Deploy SQL Server Log Shipping to Create a Warm Standby Server

on January 27, 2013


A warm standby server involves creating a full backup and periodic transaction log backups at the primary server, and then applying those backups, in sequence, to the standby server. The standby server is left in a read-only state between restores. When the standby server needs to be made available for use, any outstanding transaction log backups, including the backup of the active transaction log from the primary server, are applied to the standby server and the database is recovered. A common log-shipping scenario is creating a warm standby server whereby the log-shipping secondary server is located close to the primary server. If the primary server goes down for planned or unplanned downtime, the secondary server takes over and maintains business continuity. Then, the DBA may choose to failback to the primary server when the primary server becomes available.
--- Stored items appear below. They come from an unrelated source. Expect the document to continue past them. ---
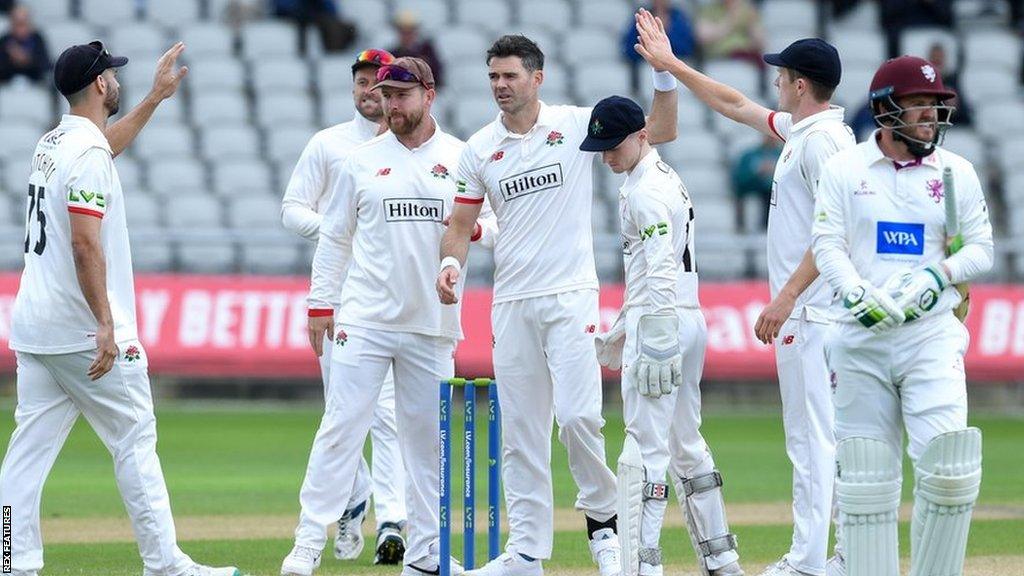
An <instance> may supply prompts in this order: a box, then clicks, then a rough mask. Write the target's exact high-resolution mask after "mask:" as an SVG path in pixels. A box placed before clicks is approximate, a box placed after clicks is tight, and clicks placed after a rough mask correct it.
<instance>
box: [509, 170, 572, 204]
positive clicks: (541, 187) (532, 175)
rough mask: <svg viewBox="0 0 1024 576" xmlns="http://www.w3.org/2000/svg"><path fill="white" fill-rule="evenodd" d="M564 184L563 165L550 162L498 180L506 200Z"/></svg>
mask: <svg viewBox="0 0 1024 576" xmlns="http://www.w3.org/2000/svg"><path fill="white" fill-rule="evenodd" d="M561 186H562V165H561V164H549V165H548V166H541V167H540V168H534V169H532V170H529V171H527V172H522V173H520V174H515V175H514V176H509V177H507V178H502V179H500V180H498V190H499V191H501V193H502V199H503V200H505V202H509V201H510V200H515V199H516V198H522V197H523V196H528V195H530V194H537V193H538V192H542V191H545V190H551V189H555V188H559V187H561Z"/></svg>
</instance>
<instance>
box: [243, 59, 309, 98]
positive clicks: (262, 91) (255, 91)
mask: <svg viewBox="0 0 1024 576" xmlns="http://www.w3.org/2000/svg"><path fill="white" fill-rule="evenodd" d="M251 67H252V83H253V89H254V90H255V92H256V93H257V94H261V93H268V92H274V91H278V90H288V91H303V90H306V89H308V87H309V69H308V68H307V67H306V63H305V61H304V60H302V59H300V58H298V57H279V58H267V59H259V60H256V61H254V63H252V65H251Z"/></svg>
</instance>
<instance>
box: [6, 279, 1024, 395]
mask: <svg viewBox="0 0 1024 576" xmlns="http://www.w3.org/2000/svg"><path fill="white" fill-rule="evenodd" d="M17 283H18V276H17V275H14V274H6V275H0V371H4V372H7V373H10V372H12V371H13V368H14V356H13V354H12V353H11V352H10V351H9V349H7V339H8V334H9V326H10V312H11V307H12V305H13V302H14V295H15V293H16V291H17ZM135 285H136V296H137V304H138V323H139V336H140V338H141V340H142V343H143V344H144V345H145V347H146V352H147V353H148V356H150V367H151V371H152V372H153V373H154V374H167V375H175V376H207V377H211V376H212V377H231V376H238V377H257V378H259V377H272V378H288V377H315V376H316V375H317V374H318V368H317V364H316V362H315V361H314V359H313V356H312V352H311V351H310V348H309V344H308V341H307V337H306V314H305V295H306V290H307V288H308V279H306V278H303V277H250V276H189V275H141V276H139V277H137V279H136V282H135ZM622 301H623V287H622V286H617V285H613V286H605V287H604V288H603V289H602V291H601V320H602V324H603V328H607V326H608V325H609V324H610V323H611V322H612V321H613V320H614V318H615V315H616V314H617V311H618V306H620V305H621V304H622ZM972 301H973V307H972V314H971V317H970V319H969V323H968V325H969V328H970V329H971V347H970V348H969V351H968V358H967V368H968V373H969V377H970V379H971V380H972V381H983V380H1017V379H1020V378H1021V373H1022V372H1024V286H1017V285H983V286H975V287H973V289H972ZM463 302H464V303H463V327H464V329H465V332H466V339H465V340H464V341H463V342H462V343H461V344H460V345H459V349H458V353H457V355H456V360H457V363H458V365H459V372H460V373H461V374H466V375H477V374H489V373H490V291H489V290H486V289H473V290H468V291H467V293H466V294H465V297H464V300H463ZM767 302H768V288H767V285H766V284H765V283H763V282H732V283H719V284H713V283H705V284H702V285H701V286H700V303H701V305H702V308H703V312H705V315H706V317H707V319H708V356H707V363H706V367H705V374H706V376H707V377H708V378H712V379H771V378H773V377H774V370H775V367H774V362H775V361H774V355H773V354H772V353H771V348H770V347H768V346H765V345H762V344H761V343H760V342H758V341H757V339H755V337H754V333H753V329H752V327H753V326H754V322H755V320H756V319H757V317H758V314H759V313H760V312H761V308H762V307H763V306H764V305H765V304H766V303H767Z"/></svg>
It is simple to configure a warm standby server with log shipping because it uses the dependable transaction log backup, operating system copy file, and transaction log restore. In most warm standby scenarios, you should configure the log-shipping jobs to execute at a shorter interval to maintain the secondary server closely in sync with the primary server, to reduce the amount of time to switch roles, and to reduce data loss. Additionally, to further limit data loss, if the active portion of the primary server’s transaction log is available, the secondary server would be restored to the point in time of the failed primary server.

However, in some situations, the active portion of the transaction log may not be available when the storage where the transaction log resided on is not accessible, or some transaction log files that were in transit may not have made it to the secondary server, causing some data loss. In a typical role-switch scenario, you would recover all in-transit transaction logs and the active portion of the transaction log before recovering the secondary server. Users would also need to be redirected because log shipping, unlike Windows failover clustering, has no automatic user redirect.

Sometimes, when performing a failback, log shipping is used in place of Windows failover clustering because it is a less expensive solution; for example, clustering requires a shared disk system that an organization may not own. Log shipping does not have such hardware requirements, so an organization may already own hardware that is not failover — cluster-compatible that can be used for log shipping. Moreover, in log shipping, the primary and secondary databases exist on separate servers. This is a shared-nothing environment. Windows failover clustering uses one shared disk system with a single copy of your database on the shared disk, which could become corrupted.

NOTE

Unlike clustering, log shipping failover is always a manual process. This means you must initiate and monitor the status of the failover process and update the client application’s connection strings to the new primary. When you use Windows Clustering for SQL Server, the monitoring and failover is done automatically. When you determine that you must failover to the secondary log shipping server, the execution of the steps can be manual or automated. If you choose automation, then you must create scripts that do work on your behalf. Examples of these scripts are covered later.

Another difference between log shipping and clustering is that clustering protects the whole SQL Server instance. In failover clustering, all databases on the instance are included in the solution. Log shipping is done per database. You can even log ship from one database to another on the same server. If you need high availability for all the databases on a server, you can achieve it using either clustering or log shipping. If you choose log shipping, you have to set it up for each database on the server. If you want some, but not all, of the databases on a server to be highly available, log shipping is the best choice.